Open amoeba opened 3 years ago
The error message on this was similar to the one reported by @vchendrix in #1318
I checked and the technical reason it doesn't parse is because the resource https://cn.dataone.org/cn/v2/resolve/resource_map_urn%3Auuid%3Acbafbb8b-002f-4269-a731-7cc168a3ae62
lacks a dc:identifier
field:
<https://cn.dataone.org/cn/v2/resolve/resource_map_urn%3Auuid%3Acbafbb8b-002f-4269-a731-7cc168a3ae62>
ter:describes <https://cn.dataone.org/cn/v2/resolve/resource_map_urn%3Auuid%3Acbafbb8b-002f-4269-a731-7cc168a3ae62#aggregation> .
The error for this gets generated on line 466 of ResourceMapFactory when it fails to find the dc:identifier
.
I think this is because there are two resources that have been conflated as the ResourceMap
:
<https://cn.dataone.org/cn/v2/resolve/resource_map_urn%3Auuid%3Aef441988-711e-431c-8f74-750c8c4c40c2> a ore:ResourceMap;
dc11:creator [
a dc:Agent;
foaf:name "http://orcid.org/0000-0003-1501-0861"
];
dc:identifier "resource_map_urn:uuid:ef441988-711e-431c-8f74-750c8c4c40c2";
dc:modified "2020-08-31T22:06:16.246Z" .
<https://cn.dataone.org/cn/v2/resolve/resource_map_urn%3Auuid%3Acbafbb8b-002f-4269-a731-7cc168a3ae62> ore:describes <https://cn.dataone.org/cn/v2/resolve/resource_map_urn%3Auuid%3Acbafbb8b-002f-4269-a731-7cc168a3ae62#aggregation> .

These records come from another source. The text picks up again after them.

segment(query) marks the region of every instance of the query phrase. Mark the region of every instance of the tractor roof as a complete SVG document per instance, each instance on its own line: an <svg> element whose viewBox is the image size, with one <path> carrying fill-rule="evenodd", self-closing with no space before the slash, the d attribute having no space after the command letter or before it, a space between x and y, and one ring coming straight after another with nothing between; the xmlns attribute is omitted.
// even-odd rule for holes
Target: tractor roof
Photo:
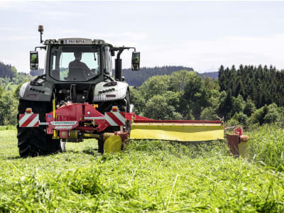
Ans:
<svg viewBox="0 0 284 213"><path fill-rule="evenodd" d="M45 40L44 42L45 45L109 45L112 46L110 43L106 43L102 39L90 39L90 38L60 38L58 40L55 39L48 39Z"/></svg>

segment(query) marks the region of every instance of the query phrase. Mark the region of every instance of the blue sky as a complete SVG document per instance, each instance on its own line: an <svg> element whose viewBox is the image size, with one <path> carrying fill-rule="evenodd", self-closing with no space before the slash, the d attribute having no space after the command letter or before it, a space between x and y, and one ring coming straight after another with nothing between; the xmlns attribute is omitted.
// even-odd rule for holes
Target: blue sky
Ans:
<svg viewBox="0 0 284 213"><path fill-rule="evenodd" d="M184 65L203 72L221 65L284 69L281 1L0 1L0 61L28 72L43 38L101 38L135 46L143 67ZM129 67L131 52L123 55ZM44 51L40 55L43 67Z"/></svg>

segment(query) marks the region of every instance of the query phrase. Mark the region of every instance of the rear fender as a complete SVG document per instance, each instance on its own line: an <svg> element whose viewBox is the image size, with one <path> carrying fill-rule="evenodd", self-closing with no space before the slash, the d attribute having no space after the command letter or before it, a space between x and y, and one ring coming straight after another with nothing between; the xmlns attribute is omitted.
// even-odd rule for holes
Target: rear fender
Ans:
<svg viewBox="0 0 284 213"><path fill-rule="evenodd" d="M129 89L127 83L116 82L117 84L115 86L104 87L106 83L107 82L102 82L96 85L94 102L109 102L125 99Z"/></svg>
<svg viewBox="0 0 284 213"><path fill-rule="evenodd" d="M27 101L50 102L53 84L45 81L42 86L31 86L31 82L22 84L19 92L19 98Z"/></svg>

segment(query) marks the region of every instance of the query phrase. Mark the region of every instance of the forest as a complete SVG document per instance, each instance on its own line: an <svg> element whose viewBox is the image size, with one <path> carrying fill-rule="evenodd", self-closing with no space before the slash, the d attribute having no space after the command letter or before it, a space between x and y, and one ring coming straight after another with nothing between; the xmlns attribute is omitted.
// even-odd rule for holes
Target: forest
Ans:
<svg viewBox="0 0 284 213"><path fill-rule="evenodd" d="M0 68L1 73L6 72L0 77L0 125L15 125L21 84L43 70L28 75L3 63ZM135 112L155 119L224 119L227 126L283 125L283 70L266 65L221 66L217 73L200 74L184 68L144 67L139 72L124 70Z"/></svg>

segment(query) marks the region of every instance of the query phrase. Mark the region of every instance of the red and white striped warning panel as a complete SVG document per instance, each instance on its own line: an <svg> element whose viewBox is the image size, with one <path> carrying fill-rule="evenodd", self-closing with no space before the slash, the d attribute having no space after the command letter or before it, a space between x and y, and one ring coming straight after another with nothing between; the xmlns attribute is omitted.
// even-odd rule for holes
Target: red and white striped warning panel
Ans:
<svg viewBox="0 0 284 213"><path fill-rule="evenodd" d="M38 127L40 117L38 114L20 114L18 126L20 127Z"/></svg>
<svg viewBox="0 0 284 213"><path fill-rule="evenodd" d="M124 126L126 123L123 112L120 111L106 112L104 119L111 126Z"/></svg>

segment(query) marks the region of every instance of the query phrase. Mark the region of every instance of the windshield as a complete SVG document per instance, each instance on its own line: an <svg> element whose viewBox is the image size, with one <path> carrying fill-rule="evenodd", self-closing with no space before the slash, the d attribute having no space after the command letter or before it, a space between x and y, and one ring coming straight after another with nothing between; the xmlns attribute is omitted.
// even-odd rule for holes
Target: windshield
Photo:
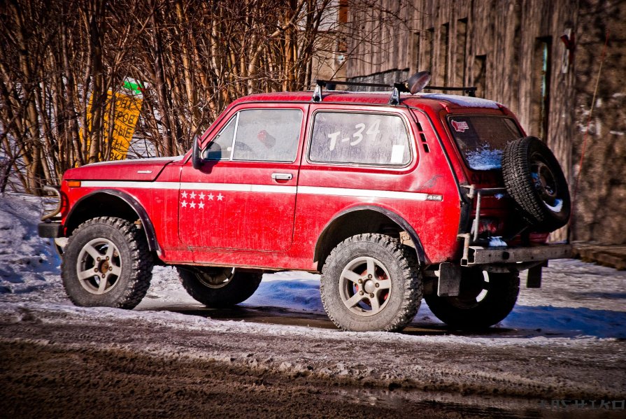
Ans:
<svg viewBox="0 0 626 419"><path fill-rule="evenodd" d="M461 155L473 170L501 169L506 143L522 136L509 118L455 115L449 117L448 122Z"/></svg>

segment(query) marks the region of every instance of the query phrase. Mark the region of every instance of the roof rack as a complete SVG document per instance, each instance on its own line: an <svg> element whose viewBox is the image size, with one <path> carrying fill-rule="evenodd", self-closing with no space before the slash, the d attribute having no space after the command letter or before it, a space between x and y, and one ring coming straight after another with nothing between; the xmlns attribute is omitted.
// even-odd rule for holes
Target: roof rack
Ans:
<svg viewBox="0 0 626 419"><path fill-rule="evenodd" d="M367 83L355 81L339 81L335 80L316 80L315 88L311 100L315 103L322 101L322 90L327 85L342 85L345 86L365 86L368 87L392 87L391 97L389 98L390 105L398 105L400 104L400 92L410 93L411 90L408 82L395 83L392 85L387 83ZM454 92L462 92L471 97L476 95L476 87L444 87L444 86L425 86L424 89L429 90L448 90Z"/></svg>

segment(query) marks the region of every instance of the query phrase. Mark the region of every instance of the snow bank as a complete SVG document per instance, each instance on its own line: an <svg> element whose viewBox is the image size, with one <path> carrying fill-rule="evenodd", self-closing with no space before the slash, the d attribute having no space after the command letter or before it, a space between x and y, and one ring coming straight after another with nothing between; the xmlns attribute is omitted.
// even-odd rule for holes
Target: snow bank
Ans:
<svg viewBox="0 0 626 419"><path fill-rule="evenodd" d="M0 294L42 291L59 274L58 255L37 234L40 202L30 195L0 197Z"/></svg>

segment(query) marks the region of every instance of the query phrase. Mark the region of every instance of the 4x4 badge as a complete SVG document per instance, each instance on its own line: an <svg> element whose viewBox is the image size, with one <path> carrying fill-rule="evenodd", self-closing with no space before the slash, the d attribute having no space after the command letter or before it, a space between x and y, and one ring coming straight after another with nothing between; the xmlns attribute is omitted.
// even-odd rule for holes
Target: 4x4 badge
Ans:
<svg viewBox="0 0 626 419"><path fill-rule="evenodd" d="M457 132L465 132L466 129L469 129L469 125L465 121L457 122L457 121L451 120L450 122L452 122L452 126L454 127L455 131Z"/></svg>

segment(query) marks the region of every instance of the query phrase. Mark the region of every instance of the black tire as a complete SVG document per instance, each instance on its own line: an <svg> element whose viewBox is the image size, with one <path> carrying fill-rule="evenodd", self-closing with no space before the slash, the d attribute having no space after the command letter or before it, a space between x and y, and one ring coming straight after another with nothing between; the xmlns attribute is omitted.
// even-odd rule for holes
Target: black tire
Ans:
<svg viewBox="0 0 626 419"><path fill-rule="evenodd" d="M458 297L432 294L424 299L433 314L448 326L480 329L492 326L508 315L519 293L517 273L490 273L485 279L483 271L478 269L464 269Z"/></svg>
<svg viewBox="0 0 626 419"><path fill-rule="evenodd" d="M567 224L571 207L567 182L554 155L538 138L506 145L502 176L507 192L534 230L549 232Z"/></svg>
<svg viewBox="0 0 626 419"><path fill-rule="evenodd" d="M261 283L262 274L238 272L233 268L177 267L187 292L213 308L239 304L250 298Z"/></svg>
<svg viewBox="0 0 626 419"><path fill-rule="evenodd" d="M320 292L328 317L343 330L401 330L422 301L415 252L383 234L346 239L327 258Z"/></svg>
<svg viewBox="0 0 626 419"><path fill-rule="evenodd" d="M153 264L145 236L132 222L99 217L72 233L63 253L61 278L77 306L130 309L145 296Z"/></svg>

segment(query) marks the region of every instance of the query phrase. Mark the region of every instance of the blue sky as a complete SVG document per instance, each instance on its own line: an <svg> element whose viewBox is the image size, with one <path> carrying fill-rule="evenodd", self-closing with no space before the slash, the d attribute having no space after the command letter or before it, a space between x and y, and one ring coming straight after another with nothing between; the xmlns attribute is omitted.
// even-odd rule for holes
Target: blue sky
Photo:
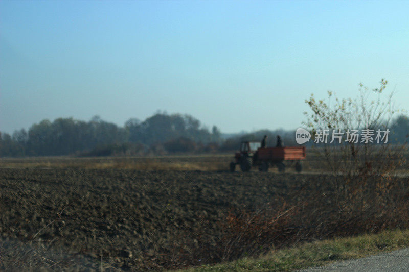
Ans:
<svg viewBox="0 0 409 272"><path fill-rule="evenodd" d="M296 129L304 100L382 78L409 108L409 2L0 2L0 131L158 110Z"/></svg>

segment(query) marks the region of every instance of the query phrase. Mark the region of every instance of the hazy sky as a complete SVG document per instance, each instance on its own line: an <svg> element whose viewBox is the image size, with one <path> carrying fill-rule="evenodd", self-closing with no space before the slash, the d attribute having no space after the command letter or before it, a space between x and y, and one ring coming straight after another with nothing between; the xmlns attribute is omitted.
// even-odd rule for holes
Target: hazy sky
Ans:
<svg viewBox="0 0 409 272"><path fill-rule="evenodd" d="M0 2L0 131L158 110L223 132L295 129L358 83L409 108L409 1Z"/></svg>

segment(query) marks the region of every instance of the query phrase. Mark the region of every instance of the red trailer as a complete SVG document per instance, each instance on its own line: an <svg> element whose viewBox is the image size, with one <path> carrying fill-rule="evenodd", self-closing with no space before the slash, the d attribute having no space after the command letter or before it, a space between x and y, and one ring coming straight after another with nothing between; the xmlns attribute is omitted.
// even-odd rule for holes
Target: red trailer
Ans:
<svg viewBox="0 0 409 272"><path fill-rule="evenodd" d="M263 148L260 142L245 141L241 143L240 152L235 155L234 161L230 163L230 170L234 171L238 164L244 172L249 171L252 166L267 171L270 165L277 165L279 171L282 172L286 165L293 164L296 170L301 172L303 168L301 161L305 156L305 146Z"/></svg>

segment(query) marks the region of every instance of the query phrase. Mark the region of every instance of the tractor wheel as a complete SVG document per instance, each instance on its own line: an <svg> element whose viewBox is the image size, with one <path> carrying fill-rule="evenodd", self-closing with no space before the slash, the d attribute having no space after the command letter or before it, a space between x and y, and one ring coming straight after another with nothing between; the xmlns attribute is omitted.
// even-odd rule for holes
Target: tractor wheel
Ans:
<svg viewBox="0 0 409 272"><path fill-rule="evenodd" d="M236 163L233 162L230 163L230 171L234 172L236 170Z"/></svg>
<svg viewBox="0 0 409 272"><path fill-rule="evenodd" d="M240 163L240 168L243 172L248 172L252 168L252 161L248 157L241 159Z"/></svg>
<svg viewBox="0 0 409 272"><path fill-rule="evenodd" d="M303 170L303 165L299 161L296 163L296 171L299 173Z"/></svg>
<svg viewBox="0 0 409 272"><path fill-rule="evenodd" d="M260 170L262 172L268 171L268 162L264 161L261 163L261 166L260 167Z"/></svg>
<svg viewBox="0 0 409 272"><path fill-rule="evenodd" d="M285 171L285 164L283 162L277 163L277 168L278 168L278 171L280 173L284 173Z"/></svg>

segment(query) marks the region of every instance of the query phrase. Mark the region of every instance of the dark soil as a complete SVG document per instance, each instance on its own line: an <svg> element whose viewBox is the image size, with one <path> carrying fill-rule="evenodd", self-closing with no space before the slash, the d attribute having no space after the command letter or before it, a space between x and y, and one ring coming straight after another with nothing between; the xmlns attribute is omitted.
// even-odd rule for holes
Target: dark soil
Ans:
<svg viewBox="0 0 409 272"><path fill-rule="evenodd" d="M256 210L304 178L256 172L2 169L0 268L19 263L12 262L11 250L18 242L37 252L47 248L42 252L50 261L43 264L54 262L56 269L80 256L80 270L99 269L101 257L113 268L174 268L177 257L172 265L168 256L177 255L175 249L187 240L217 232L229 211ZM66 255L62 260L61 254Z"/></svg>

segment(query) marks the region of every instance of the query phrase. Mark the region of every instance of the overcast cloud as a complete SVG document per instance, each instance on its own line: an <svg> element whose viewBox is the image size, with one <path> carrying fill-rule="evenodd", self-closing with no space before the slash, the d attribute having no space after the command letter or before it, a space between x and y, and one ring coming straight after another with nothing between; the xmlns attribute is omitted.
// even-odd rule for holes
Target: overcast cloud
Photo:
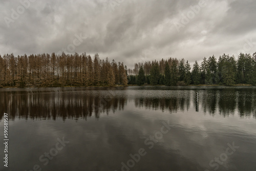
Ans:
<svg viewBox="0 0 256 171"><path fill-rule="evenodd" d="M98 53L129 67L170 57L194 62L256 51L254 0L205 1L198 13L191 8L197 0L34 1L23 12L19 1L0 2L1 55L57 53L74 44L76 35L87 38L75 52Z"/></svg>

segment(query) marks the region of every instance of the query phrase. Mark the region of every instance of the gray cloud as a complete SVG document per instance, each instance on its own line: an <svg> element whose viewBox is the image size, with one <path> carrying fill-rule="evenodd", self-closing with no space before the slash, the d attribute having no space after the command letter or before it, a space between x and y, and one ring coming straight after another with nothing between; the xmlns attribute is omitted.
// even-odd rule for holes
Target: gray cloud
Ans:
<svg viewBox="0 0 256 171"><path fill-rule="evenodd" d="M57 53L81 34L87 38L76 52L98 53L132 67L169 57L194 62L214 54L236 54L247 39L256 41L255 1L205 1L206 6L178 32L174 23L182 23L183 15L199 1L37 0L9 27L6 17L12 18L12 9L17 11L22 5L1 1L0 54Z"/></svg>

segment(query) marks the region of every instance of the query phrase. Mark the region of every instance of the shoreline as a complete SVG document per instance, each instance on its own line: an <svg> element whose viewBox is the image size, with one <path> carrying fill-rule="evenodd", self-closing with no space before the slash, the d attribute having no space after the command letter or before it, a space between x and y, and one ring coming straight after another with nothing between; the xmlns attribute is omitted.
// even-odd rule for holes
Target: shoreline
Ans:
<svg viewBox="0 0 256 171"><path fill-rule="evenodd" d="M96 87L133 87L133 86L139 86L139 87L146 87L146 86L166 86L165 85L127 85L127 86L62 86L62 87L27 87L24 88L19 88L17 87L0 87L0 89L7 89L7 88L19 88L19 89L26 89L26 88L96 88ZM224 87L236 87L236 86L250 86L253 87L255 86L252 86L251 84L234 84L232 86L226 86L226 85L216 85L216 84L212 84L212 85L207 85L207 84L199 84L199 85L188 85L188 86L166 86L166 87L191 87L191 86L224 86Z"/></svg>

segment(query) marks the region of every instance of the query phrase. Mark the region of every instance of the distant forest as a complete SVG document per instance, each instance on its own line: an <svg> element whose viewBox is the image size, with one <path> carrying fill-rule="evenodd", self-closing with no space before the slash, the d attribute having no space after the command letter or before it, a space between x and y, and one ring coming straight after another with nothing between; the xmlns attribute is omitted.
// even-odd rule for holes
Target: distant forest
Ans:
<svg viewBox="0 0 256 171"><path fill-rule="evenodd" d="M187 86L236 84L256 85L256 52L241 53L237 59L225 54L196 61L169 58L135 63L123 63L79 55L42 54L0 55L0 86L64 87L130 85Z"/></svg>

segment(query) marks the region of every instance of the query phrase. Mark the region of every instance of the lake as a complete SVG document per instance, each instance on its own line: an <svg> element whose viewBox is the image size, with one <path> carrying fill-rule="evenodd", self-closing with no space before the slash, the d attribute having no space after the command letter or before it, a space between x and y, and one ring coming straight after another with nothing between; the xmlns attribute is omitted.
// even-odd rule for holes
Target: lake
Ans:
<svg viewBox="0 0 256 171"><path fill-rule="evenodd" d="M255 87L0 90L1 170L255 170ZM3 164L4 163L4 164Z"/></svg>

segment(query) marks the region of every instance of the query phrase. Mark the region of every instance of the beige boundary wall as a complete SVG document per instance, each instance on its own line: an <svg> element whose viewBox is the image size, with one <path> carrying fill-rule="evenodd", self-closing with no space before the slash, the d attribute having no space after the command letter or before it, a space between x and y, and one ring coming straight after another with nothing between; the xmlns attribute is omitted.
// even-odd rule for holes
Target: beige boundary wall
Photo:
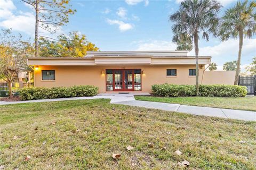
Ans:
<svg viewBox="0 0 256 170"><path fill-rule="evenodd" d="M205 71L202 83L203 84L234 84L235 71Z"/></svg>
<svg viewBox="0 0 256 170"><path fill-rule="evenodd" d="M151 86L154 84L165 83L177 84L194 84L195 76L189 76L189 69L195 69L195 65L127 65L127 66L42 66L35 72L35 86L36 87L69 87L74 85L94 85L99 88L99 92L106 91L106 75L102 70L106 69L139 69L143 71L141 75L141 92L151 92ZM167 76L166 69L177 69L177 76ZM202 82L204 66L199 69L199 82ZM42 70L55 70L55 80L42 80ZM209 72L204 73L203 84L232 84L233 72Z"/></svg>

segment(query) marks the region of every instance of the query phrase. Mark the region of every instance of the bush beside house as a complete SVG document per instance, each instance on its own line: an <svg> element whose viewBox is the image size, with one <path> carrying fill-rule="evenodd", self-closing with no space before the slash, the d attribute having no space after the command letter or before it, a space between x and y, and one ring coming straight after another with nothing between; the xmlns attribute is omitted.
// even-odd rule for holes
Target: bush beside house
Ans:
<svg viewBox="0 0 256 170"><path fill-rule="evenodd" d="M20 96L22 100L93 96L98 94L98 87L90 85L52 88L33 87L21 89Z"/></svg>
<svg viewBox="0 0 256 170"><path fill-rule="evenodd" d="M188 97L196 95L194 85L176 85L170 84L152 86L153 95L162 97ZM206 97L244 97L246 87L234 85L200 85L199 95Z"/></svg>

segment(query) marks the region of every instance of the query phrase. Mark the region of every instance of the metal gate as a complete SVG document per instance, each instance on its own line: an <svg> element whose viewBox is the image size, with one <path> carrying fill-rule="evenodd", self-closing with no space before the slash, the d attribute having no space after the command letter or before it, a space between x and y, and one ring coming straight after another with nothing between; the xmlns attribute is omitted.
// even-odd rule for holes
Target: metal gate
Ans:
<svg viewBox="0 0 256 170"><path fill-rule="evenodd" d="M238 85L247 87L247 95L256 95L256 75L239 75Z"/></svg>

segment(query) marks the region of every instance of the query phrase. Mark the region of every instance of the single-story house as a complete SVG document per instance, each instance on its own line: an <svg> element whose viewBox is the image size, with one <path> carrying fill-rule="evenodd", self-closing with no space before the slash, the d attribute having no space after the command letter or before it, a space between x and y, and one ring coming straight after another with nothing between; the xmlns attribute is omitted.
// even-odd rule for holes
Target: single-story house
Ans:
<svg viewBox="0 0 256 170"><path fill-rule="evenodd" d="M151 91L154 84L195 84L195 57L187 51L88 52L84 57L33 57L35 87L94 85L99 92ZM201 84L233 84L234 71L207 71L199 56Z"/></svg>

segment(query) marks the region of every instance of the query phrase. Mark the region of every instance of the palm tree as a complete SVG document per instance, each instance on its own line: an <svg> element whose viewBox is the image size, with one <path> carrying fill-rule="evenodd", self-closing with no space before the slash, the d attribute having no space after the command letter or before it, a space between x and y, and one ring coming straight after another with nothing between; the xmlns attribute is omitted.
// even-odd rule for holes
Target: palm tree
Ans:
<svg viewBox="0 0 256 170"><path fill-rule="evenodd" d="M239 50L234 84L238 82L240 72L242 48L244 37L252 38L256 33L256 2L248 1L237 2L236 5L225 11L220 26L220 36L221 40L230 38L239 38Z"/></svg>
<svg viewBox="0 0 256 170"><path fill-rule="evenodd" d="M217 70L217 64L215 63L211 63L211 64L209 64L209 70L210 71L214 71Z"/></svg>
<svg viewBox="0 0 256 170"><path fill-rule="evenodd" d="M178 45L176 50L191 51L193 49L192 38L187 34L174 36L173 41Z"/></svg>
<svg viewBox="0 0 256 170"><path fill-rule="evenodd" d="M196 95L198 95L198 39L202 32L203 38L209 39L209 33L217 36L217 28L220 19L218 13L221 5L215 0L185 0L181 3L180 8L170 16L170 20L174 22L172 27L175 36L187 34L194 40L196 55Z"/></svg>

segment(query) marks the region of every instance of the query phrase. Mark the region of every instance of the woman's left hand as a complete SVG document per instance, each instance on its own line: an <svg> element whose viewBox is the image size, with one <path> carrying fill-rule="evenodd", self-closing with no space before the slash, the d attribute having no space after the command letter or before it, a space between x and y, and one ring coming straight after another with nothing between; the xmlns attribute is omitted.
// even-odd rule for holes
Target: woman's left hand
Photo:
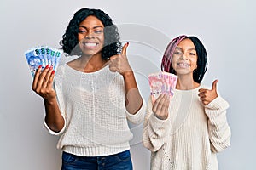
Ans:
<svg viewBox="0 0 256 170"><path fill-rule="evenodd" d="M119 72L123 75L126 71L132 71L126 56L126 48L129 43L125 43L122 48L121 54L110 57L109 70L113 72Z"/></svg>
<svg viewBox="0 0 256 170"><path fill-rule="evenodd" d="M201 100L202 104L207 105L211 101L212 101L214 99L218 97L217 94L217 82L218 81L215 80L212 82L212 89L205 89L205 88L200 88L198 96L200 97L200 99Z"/></svg>

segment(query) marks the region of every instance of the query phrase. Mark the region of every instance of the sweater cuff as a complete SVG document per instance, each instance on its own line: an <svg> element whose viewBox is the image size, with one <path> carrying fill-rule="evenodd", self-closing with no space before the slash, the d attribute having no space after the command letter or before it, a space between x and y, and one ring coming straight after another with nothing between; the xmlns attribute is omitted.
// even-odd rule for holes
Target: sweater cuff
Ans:
<svg viewBox="0 0 256 170"><path fill-rule="evenodd" d="M139 124L143 122L145 113L146 113L146 103L143 99L142 107L136 114L131 114L126 110L126 116L128 120L134 124Z"/></svg>
<svg viewBox="0 0 256 170"><path fill-rule="evenodd" d="M167 128L170 125L170 116L166 120L161 120L157 118L155 115L153 113L149 117L149 124L154 129L159 128Z"/></svg>
<svg viewBox="0 0 256 170"><path fill-rule="evenodd" d="M64 119L64 120L65 120L65 119ZM61 133L65 131L65 128L66 128L66 120L64 121L64 127L63 127L63 128L62 128L60 132L58 132L58 133L55 133L55 132L52 131L52 130L49 128L49 126L48 126L48 125L46 124L46 122L45 122L45 116L44 116L44 127L46 128L46 129L49 131L49 133L50 134L58 136L58 135L61 134Z"/></svg>

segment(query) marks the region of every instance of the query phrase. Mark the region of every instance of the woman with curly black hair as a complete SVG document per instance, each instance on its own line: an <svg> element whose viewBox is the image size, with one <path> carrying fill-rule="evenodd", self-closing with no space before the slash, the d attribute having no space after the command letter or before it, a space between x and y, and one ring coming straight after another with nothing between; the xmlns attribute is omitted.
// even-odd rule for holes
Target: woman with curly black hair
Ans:
<svg viewBox="0 0 256 170"><path fill-rule="evenodd" d="M151 169L218 169L216 153L230 144L226 118L228 102L201 82L207 69L207 54L193 36L179 36L168 44L163 71L177 76L173 97L160 94L148 100L143 144L151 150Z"/></svg>
<svg viewBox="0 0 256 170"><path fill-rule="evenodd" d="M60 65L39 66L32 89L43 97L44 125L61 135L62 169L132 169L127 120L139 123L145 111L134 73L112 19L82 8L61 41L67 57Z"/></svg>

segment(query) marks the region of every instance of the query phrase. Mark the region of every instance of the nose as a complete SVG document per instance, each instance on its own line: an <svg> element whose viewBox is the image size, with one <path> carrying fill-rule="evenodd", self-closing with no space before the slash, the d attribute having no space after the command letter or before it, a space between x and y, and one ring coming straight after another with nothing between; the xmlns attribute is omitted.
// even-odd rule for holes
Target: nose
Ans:
<svg viewBox="0 0 256 170"><path fill-rule="evenodd" d="M90 38L94 38L94 37L95 37L94 32L92 31L89 31L85 36L85 38L90 39Z"/></svg>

Notice how the identifier ending in 40c2
is typed as ResourceMap
and has its dc:identifier
but lacks a ore:describes
for it's associated aggregation (40c2#aggregation
, and somehow the bareae62
resource ore:describes
another aggregation (ae62#aggregation
) and is missing its dcterms:identifier
, and it is not typed as a ResourceMap at all. There definitely shouldn't be two aggregations in the same document.
Here's what it should look like from a valid ResourceMap from an Arctic Data Center dataset:
<https://cn.dataone.org/cn/v2/resolve/resource_map_doi%3A10.18739%2FA2VM42Z3G> a ore:ResourceMap;
dc:creator [
a dc:Agent;
foaf:name "DataONE R Client"
];
dc:identifier "resource_map_doi:10.18739/A2VM42Z3G";
dc:modified "2020-10-27T17:11:09Z"^^xsd:dateTime;
ore:describes <https://cn.dataone.org/cn/v2/resolve/resource_map_doi%3A10.18739%2FA2VM42Z3G#aggregation> .
I have no idea how it got to be this way, but something went awry in generating that ORE.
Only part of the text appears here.